Philip,
Framing - Scissor trusses are
by far much stronger and can span much longer distances than stick building rafters. You can see this in any clear span build using metal or wood. Last one I worked in clear spanned steel 400'. Long story as to why I will not get into. The height for some mfgs can be limited by assemble jig tools and drive one into a piggy back truss or lower chord pitches and most will PE stamp the designs as part of the cost. If stick framing you follow IRC 2012 "Ceiling and Roofs" span tables, etc, or whatever your jurisdiction requires, or, you have cost of a PE which can be expensive.....If you do so by the time you do it right and are done adding the perlins and collar ties you have a truss or close to it and probably need an internal load bearing wall if spanning over 20' tributary, 40' max total span between outer walls. What is more cost effective depends on local cost of materials and labor and if you are DIY. Continuous sheathing following the mfg span rating in most cases (simple 1-3 stories) is all you need for the walls to take out shear, racking, bending, see IRC 2012 "Walls"....same for roof.
Insulation - most loose fill will settle and leave insulation gaps in time(not good) requires ~ 3-5 PCF. Not sure how you verify that to get the rated r-value. 7 1/4" thk mineral wool
batt can sit in a 5 1/2 lower chord or whatever is needed structurally since it is rigid, will not settle. That is at the upper ceiling plane @ a nominal r-value of 30. Add R-6 @ 1.5" thk from Roxul mineral wool rigid
board on the upper chord as a thermal break. Whole r-value = 36. If you need more stack and stagger. It is best if the board is continuous to the walls and foundation as outsulation, as well as having all penetrations air sealed.

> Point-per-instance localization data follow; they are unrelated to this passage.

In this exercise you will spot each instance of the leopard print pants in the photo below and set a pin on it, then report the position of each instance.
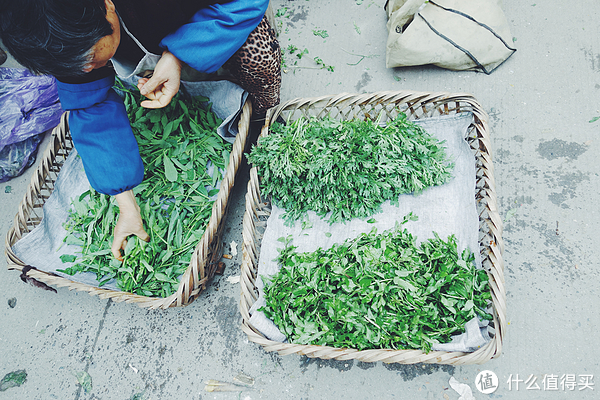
(257, 67)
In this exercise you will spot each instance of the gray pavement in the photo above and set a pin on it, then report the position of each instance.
(540, 103)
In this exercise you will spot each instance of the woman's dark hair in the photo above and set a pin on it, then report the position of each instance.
(52, 37)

Ventilation - On top of the rigid board that comes in 16 or 24" OC add furring strips to hold it down taking care not to damage it as in using a man lift vs walking the roof to install(it can take 750 PSI compression which is high, or, tell the installers to use the wood to walk on since it can take 25% deflection also high but too much for live load), and a ventilation gap to soffits and ridge vent. On top of them sheathing (planks (solid sawn real wood 1/4 gaped butts or T&G panels(unsealed or do not taped), best) or OSB (no taped ZIP panels) if you must and is all you can afford but it is junk...plywood is better but expensive). Now add a water and ice barrier to lower 4' to prevent ice dams (read about them there are other ways but it gets complicated) and use a light colored metal roof to reflect radiant short wave solar heat. That is a vapor breathable envelope since all materials are inert and high perm. The water and ice and sheathing barriers sit outside the air streams, toxins if any will release to it. Warning metal roof corrosion protection will eventually wear off and some only allow certain W&I for warranty.

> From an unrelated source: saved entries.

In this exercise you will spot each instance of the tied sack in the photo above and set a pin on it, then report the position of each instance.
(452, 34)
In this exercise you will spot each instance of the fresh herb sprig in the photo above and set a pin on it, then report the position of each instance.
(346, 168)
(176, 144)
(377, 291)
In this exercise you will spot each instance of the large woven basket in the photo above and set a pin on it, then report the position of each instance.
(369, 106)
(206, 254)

Here is a 24" OC scissor/stick combi design with reduced end gables and look outs, hip garages, I am working on for a client, trusses clear spanning 50'. Had I sticked framed this I'd need a tributary interior concrete footing and continuous wall which cost more and restricts my design, and my framers be at the job site another 2-4 weeks(perhaps in snow and rain delays) that cost me $$$. I'm 8/12 upper chord 4/12 lower still working on increasing the lower pitch. Cantilevered trusses with a energy heal so my soffit and 24" overhangs work is easy . Once I get cost on it I'll get a Timber bolt cost comparison the best structure out there since it is continuous load bearing.
Lots of edits since I have after thoughts can't remember it all at once and cannot spell or type worth a beans. Good luck to you bro, hope that helps.